News

New B-Cubed research on applying the maximum entropy principle to neural networks for the creation of multi-species distribution models

23 April 2026

An increase in presence-only (PO) data from citizen science has dramatically enriched biodiversity databases, however their use in species distribution models (SDMs) is still limited by strong sampling biases and the lack of verified absence data. While approaches like Maxent, based on the maximum entropy principle and on Poisson point processes, provide a powerful tool for the creation of SDMs, their dependence on predefined features limits both flexibility and scalability.  

In this context, B-Cubed partners analysed how applying the maximum entropy principle to neural networks enhances multi-species distribution models and proposed a method which combines the Maxent principles of maximum entropy with the data-driven feature extraction capabilities of deep learning methods. This new model, DeepMaxent, uses PO data to jointly learn shared latent features and the functions that map from these features to the probability distribution across sites for each species. It provides a flexible foundation to incorporate complex and heterogeneous predictors such as remote sensing imagery, climate projections, ecological context, and multimodal biodiversity data.   
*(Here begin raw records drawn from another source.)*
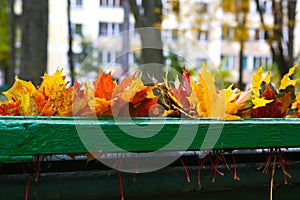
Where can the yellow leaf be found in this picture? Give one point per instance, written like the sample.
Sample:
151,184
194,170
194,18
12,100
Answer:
229,117
209,102
19,88
267,79
260,102
135,86
101,106
285,81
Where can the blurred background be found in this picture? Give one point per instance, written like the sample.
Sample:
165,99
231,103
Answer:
237,36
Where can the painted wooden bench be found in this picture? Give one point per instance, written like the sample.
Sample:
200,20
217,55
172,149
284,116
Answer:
22,138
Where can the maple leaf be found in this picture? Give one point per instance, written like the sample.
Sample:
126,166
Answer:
52,97
52,86
257,81
210,102
81,98
101,106
260,102
285,81
181,93
104,86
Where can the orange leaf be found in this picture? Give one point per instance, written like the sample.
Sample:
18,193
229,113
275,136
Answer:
104,86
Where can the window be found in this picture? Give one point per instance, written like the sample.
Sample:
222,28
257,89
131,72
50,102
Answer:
78,29
227,32
200,61
230,61
261,61
111,3
169,35
108,29
202,8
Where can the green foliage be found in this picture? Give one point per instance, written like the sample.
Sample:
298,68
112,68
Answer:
4,34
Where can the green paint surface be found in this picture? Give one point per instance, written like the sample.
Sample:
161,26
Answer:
26,136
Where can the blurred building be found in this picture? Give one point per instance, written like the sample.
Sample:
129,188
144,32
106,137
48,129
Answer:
198,30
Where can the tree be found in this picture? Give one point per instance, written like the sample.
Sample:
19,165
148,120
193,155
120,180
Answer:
70,42
152,48
4,38
125,37
281,42
240,8
34,29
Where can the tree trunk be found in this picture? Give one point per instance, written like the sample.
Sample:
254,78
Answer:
12,42
34,28
70,41
241,65
125,37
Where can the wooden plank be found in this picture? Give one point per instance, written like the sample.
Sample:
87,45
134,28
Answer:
164,183
22,136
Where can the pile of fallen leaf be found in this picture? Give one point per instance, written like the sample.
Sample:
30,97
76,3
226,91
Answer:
132,98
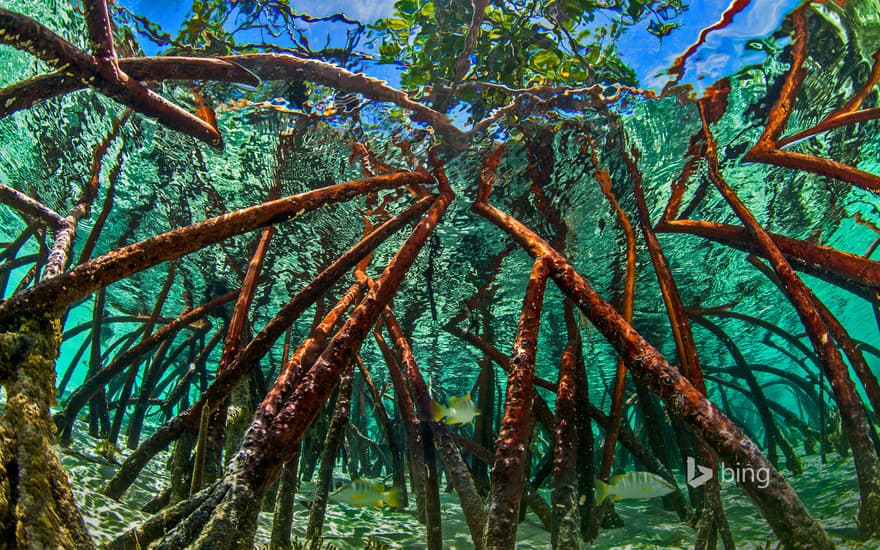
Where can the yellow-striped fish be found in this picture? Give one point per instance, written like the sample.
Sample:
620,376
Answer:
459,410
632,485
366,493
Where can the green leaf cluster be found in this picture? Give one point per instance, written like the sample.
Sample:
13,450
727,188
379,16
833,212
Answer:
521,44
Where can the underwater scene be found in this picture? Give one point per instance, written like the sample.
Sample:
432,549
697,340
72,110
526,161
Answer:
436,274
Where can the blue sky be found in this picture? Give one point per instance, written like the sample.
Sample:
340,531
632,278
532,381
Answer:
723,53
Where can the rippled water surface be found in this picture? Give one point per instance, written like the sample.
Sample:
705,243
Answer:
469,273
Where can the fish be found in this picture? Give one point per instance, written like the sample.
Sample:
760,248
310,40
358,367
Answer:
458,410
204,110
366,493
107,450
633,485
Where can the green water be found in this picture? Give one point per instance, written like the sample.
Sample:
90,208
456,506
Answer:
828,490
167,180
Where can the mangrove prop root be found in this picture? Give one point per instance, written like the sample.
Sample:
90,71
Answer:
411,424
93,385
102,71
566,523
397,469
852,413
79,282
781,506
276,431
36,506
457,470
328,455
256,349
213,449
508,473
852,272
768,148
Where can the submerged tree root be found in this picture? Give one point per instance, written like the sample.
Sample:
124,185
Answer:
36,505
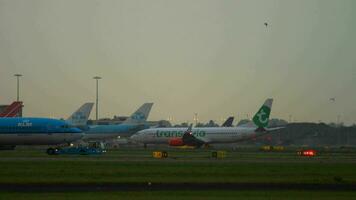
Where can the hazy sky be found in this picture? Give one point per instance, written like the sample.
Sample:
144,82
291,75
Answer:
215,58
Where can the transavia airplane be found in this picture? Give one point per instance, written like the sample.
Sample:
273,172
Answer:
136,122
204,136
42,131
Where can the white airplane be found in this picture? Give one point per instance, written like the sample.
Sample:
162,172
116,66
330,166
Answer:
205,136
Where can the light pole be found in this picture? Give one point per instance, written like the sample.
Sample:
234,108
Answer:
97,96
18,85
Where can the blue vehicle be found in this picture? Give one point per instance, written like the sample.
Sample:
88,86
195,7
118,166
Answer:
95,148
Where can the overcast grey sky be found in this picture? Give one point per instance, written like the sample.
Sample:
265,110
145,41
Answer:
215,58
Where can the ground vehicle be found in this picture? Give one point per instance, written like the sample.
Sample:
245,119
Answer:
93,148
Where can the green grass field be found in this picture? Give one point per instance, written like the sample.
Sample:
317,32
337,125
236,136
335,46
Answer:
183,166
186,195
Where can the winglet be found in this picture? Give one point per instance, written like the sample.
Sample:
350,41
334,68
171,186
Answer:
12,110
141,114
261,118
228,122
80,117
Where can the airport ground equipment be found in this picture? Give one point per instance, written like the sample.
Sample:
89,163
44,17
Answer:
160,154
218,154
272,148
93,148
307,153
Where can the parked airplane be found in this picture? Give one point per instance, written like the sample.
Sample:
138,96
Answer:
12,110
36,131
204,136
136,122
42,131
228,122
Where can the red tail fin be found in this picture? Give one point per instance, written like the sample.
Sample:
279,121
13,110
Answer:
12,110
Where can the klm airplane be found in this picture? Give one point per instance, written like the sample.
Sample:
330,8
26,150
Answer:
136,122
42,131
37,131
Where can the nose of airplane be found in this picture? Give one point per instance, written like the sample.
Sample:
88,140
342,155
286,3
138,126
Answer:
134,138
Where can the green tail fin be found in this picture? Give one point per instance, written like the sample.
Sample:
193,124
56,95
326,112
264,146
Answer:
261,118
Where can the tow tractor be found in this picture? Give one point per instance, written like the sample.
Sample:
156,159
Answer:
93,148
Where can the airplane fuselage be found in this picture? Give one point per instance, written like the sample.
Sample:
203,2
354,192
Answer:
208,135
36,131
105,132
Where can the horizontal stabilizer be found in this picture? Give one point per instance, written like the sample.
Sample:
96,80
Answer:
12,110
80,117
141,114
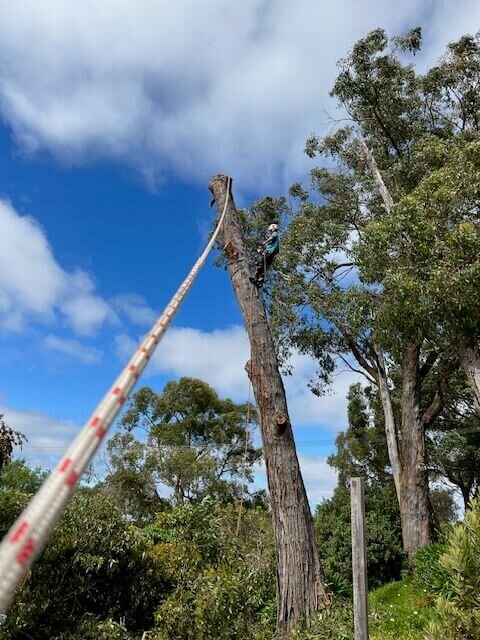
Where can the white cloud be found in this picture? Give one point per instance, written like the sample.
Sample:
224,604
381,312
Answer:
48,437
219,358
33,284
73,349
197,87
134,308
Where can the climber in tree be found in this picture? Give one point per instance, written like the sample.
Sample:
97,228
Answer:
268,250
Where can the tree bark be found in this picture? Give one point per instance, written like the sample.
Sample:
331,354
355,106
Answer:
469,354
377,176
415,508
412,490
299,573
406,450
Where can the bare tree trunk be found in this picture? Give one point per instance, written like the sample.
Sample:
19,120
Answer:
299,573
377,176
415,508
469,354
389,417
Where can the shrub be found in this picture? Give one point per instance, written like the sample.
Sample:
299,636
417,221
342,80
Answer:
385,555
219,583
459,612
428,572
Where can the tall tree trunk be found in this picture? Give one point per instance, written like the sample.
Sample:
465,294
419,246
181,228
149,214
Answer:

The new method relies on a normalised Poisson point-process loss, enabling scalable training with stochastic gradient descent and efficient multi-species modelling while accounting for spatial sampling biases. As a result, DeepMaxent improves predictive accuracy compared to classical Maxent and opens new opportunities for large-scale, multimodal biodiversity monitoring using deep learning.  

Read the full article on the topic here




Illustration of three species distribution modelling approaches (Maxent, DeepMaxent, and a common cross-entropy [CE]). 

Maxent relies on handcrafted environmental features and trains an independent model for each species. DeepMaxent uses a single deep learning model to predict multiple species simultaneously, incorporating batch normalisation across samples to standardise feature representations. In contrast, the commonly used CE loss approach applies normalisation along the species dimension, focusing on predicting the presence of species at each site rather than modelling species jointly.